石月努が野村義男との2人きりによるアコースティックライヴを開催

2014年8月22日 / 16:00

90年代ロックシーンにおいて、FANATIC◇CRISISとして人気を誇り、現在はソロアーティストとして活動を行っている石月努が、8月16日にduo music exchangeで、「石月努Acoustic Live 2014」を行った。

野村義男を迎え、ふたりきりによるアコースティックライヴは、普段からよく飲んでいるというふたりの仲のよさがうかがえる、終始リラックスしたムードで進行した。

「茶会」「夜会」と題した2回公演となったこの日。セットリストは、石月初となる、カバーを中心とした内容。意外にも歌謡曲から演歌まで、彼の音楽的な好みが垣間見える興味深い内容となっていた。

特に、野村が「部長系」と称して笑いをとっていた、茶会で披露された「また君に恋してる」と、夜会での「氷雨」は、石月の印象を大きく覆した2曲。けれども、まるで演歌的な古さを感じさせないヴォーカリゼーションでありつつ、日本人の心を打つ情感をたっぷり漂わせ、会場を酔わせた。

また、茶会と夜会両方で、曲は違ったものが選ばれていた。玉置浩二や井上陽水の名曲からは、ロックバンドという形態を選びつつも、あくまで歌を大切にする、彼のヴォーカリストとしての姿勢を貫き続けている原点が感じられた。

茶会では、FANATIC◇CRISIS時代の名曲「SLEEPER」と「LIFE」を披露。ファンも一緒に歌い、懐かしさとともに、改めて曲のよさを噛みしめた。一方、夜会では、ソロのオリジナル曲から「最後の恋」と「秋桜」を選曲。

石月が初めて買ってもらったという、ある意味音楽の原点である「およげ!たいやきくん」を大きくアレンジを変えて、あくまでシリアスに歌い上げたり、メガヒット中の「Let it Go~ありのままで~」を伸びやかに聴かせたりと、幅広い選曲でとにかく飽きさせなかった。

FANATIC◇CRISIS当時から、歌唱力には定評のあった石月だが、ただ歌の上手いだけのカバーになることなく、どの歌も自分のものとして、自らの個性を生かしつつ聴かせた歌は、歌や曲そのものを楽しませる力があった。本人も、「カバーは歌に入り込めるのが楽しい」と口にしていたとおり、ヴォーカリストとしての楽しさや喜びを感じたのではないだろうか。もちろんそれを支え、ギター一本でまるで飽きさせることなく聴かせた、野村のギタープレイ(かなり指が痛いとぼやいていたが・苦笑)とアレンジのレベルの高さは言うまでもない。
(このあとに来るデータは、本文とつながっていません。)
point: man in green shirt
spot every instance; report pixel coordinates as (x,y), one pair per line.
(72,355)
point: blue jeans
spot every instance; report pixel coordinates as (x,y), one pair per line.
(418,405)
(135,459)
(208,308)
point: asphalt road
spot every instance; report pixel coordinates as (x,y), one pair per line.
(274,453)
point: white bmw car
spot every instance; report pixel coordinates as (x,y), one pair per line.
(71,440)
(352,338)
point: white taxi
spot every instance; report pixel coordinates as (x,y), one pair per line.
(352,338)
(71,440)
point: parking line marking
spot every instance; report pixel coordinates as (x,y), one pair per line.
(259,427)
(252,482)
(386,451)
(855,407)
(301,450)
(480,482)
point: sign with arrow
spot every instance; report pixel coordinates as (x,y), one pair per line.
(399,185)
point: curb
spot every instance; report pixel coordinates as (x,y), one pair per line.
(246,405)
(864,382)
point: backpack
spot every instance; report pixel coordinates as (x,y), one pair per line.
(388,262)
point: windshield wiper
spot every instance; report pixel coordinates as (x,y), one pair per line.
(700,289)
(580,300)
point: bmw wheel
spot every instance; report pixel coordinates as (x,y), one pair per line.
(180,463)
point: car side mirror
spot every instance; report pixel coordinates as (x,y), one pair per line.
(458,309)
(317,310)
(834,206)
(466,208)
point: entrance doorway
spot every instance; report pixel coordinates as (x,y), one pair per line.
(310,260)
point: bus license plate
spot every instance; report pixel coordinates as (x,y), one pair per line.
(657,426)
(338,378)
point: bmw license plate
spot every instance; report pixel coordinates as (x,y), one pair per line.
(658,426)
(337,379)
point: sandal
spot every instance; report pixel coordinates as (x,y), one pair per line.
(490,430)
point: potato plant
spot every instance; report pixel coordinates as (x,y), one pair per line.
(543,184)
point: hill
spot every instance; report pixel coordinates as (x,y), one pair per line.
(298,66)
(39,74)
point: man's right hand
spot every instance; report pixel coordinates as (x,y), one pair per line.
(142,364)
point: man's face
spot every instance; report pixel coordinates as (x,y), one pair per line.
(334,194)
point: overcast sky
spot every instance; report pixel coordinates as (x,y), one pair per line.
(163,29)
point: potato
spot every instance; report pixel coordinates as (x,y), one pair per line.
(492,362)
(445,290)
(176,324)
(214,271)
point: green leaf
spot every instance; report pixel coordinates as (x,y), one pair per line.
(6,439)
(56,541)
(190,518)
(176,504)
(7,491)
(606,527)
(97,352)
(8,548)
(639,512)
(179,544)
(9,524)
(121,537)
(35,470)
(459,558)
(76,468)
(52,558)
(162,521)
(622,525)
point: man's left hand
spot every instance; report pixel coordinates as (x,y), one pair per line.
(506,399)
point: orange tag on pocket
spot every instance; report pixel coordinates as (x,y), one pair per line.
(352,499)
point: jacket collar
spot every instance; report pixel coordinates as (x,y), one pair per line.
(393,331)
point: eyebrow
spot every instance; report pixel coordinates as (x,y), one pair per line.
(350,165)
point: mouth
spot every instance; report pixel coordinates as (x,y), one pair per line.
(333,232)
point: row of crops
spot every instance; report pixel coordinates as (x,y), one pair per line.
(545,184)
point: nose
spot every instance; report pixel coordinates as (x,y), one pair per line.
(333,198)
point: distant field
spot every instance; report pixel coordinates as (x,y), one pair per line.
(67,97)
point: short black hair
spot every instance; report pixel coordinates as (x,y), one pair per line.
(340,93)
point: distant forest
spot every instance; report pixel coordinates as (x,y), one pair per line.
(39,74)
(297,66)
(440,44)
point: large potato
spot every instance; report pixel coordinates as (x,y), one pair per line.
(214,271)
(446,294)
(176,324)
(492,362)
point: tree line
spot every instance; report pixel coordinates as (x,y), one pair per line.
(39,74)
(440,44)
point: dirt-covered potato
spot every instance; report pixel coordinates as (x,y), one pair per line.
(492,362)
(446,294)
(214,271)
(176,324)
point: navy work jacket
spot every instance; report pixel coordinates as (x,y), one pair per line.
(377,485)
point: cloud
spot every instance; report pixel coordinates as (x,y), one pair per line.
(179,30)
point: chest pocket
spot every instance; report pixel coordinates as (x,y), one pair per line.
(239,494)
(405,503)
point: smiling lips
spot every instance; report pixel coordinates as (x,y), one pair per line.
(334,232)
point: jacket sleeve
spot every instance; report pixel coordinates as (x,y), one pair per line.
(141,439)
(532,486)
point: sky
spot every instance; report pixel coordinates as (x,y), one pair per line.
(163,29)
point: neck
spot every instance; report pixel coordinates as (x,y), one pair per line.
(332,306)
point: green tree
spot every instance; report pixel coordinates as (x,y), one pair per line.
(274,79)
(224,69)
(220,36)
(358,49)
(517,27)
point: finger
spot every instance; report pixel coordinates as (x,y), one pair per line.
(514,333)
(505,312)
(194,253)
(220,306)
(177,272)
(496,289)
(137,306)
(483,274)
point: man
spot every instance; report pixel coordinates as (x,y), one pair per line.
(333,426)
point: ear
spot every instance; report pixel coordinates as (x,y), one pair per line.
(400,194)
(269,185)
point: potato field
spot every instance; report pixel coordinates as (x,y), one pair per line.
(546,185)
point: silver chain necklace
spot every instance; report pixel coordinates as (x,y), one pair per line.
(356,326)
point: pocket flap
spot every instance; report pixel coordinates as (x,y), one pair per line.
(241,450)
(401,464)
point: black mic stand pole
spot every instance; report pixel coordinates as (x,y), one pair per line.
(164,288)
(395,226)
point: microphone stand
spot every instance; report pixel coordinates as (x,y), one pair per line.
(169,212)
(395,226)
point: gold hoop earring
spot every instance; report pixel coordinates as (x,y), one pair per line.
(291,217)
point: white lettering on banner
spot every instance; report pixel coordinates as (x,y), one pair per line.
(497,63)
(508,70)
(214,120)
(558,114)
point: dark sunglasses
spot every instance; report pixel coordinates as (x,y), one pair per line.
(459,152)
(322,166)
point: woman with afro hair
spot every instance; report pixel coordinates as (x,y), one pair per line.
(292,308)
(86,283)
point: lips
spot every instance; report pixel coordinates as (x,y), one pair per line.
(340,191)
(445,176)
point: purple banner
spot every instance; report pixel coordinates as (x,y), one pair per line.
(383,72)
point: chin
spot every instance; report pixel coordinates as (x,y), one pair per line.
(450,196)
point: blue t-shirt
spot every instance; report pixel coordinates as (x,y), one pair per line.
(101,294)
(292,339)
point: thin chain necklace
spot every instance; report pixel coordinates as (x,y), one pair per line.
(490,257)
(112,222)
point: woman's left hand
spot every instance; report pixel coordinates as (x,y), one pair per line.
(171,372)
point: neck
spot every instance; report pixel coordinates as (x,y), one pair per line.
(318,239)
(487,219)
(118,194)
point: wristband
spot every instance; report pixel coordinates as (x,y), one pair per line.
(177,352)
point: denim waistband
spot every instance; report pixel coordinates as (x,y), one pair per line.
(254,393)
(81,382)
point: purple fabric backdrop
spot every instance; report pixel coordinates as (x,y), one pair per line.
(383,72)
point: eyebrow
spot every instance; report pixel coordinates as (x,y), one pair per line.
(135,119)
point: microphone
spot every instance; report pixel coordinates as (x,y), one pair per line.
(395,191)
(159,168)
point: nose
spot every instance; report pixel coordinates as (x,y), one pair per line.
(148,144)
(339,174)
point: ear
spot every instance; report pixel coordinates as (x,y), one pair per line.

たっぷりと音楽を楽しませる一方で、茶会の途中から、野村が持ち込んでいたジャック・ダニエルが登場。ふたりとも飲みながらのライヴとなり、特に野村の饒舌ぶりは進行するごとに磨きがかかり、会場は笑いの渦に包まれていく。「帰るとき、MCのことは忘れて」と口にするほど、とどまることを知らない自由奔放なトークにおおいに笑わせてもらった。

茶会ではシックなスーツ姿、夜会では夏らしい浴衣姿、そしてセットリストは1曲もかぶることなく、茶会と夜会で合計24曲をプレイ。暖かいなごんだ空間をふたりも楽しみながらも、高いクオリティのエンターテインメントを提供した姿勢は、まさにプロのミュージシャンにふさわしいもの。長いキャリアに裏打ちされた実力を堪能させてくれる場ともなった。

「努にだまされて出演することになった(笑)」と野村は口にしていたが、これだけ充実した内容を見せてくれるなら、ぜひまた次もだまされてほしいもの。そうそう目にすることができない、貴重なライヴを堪能できて、得した気分になって会場を後にした。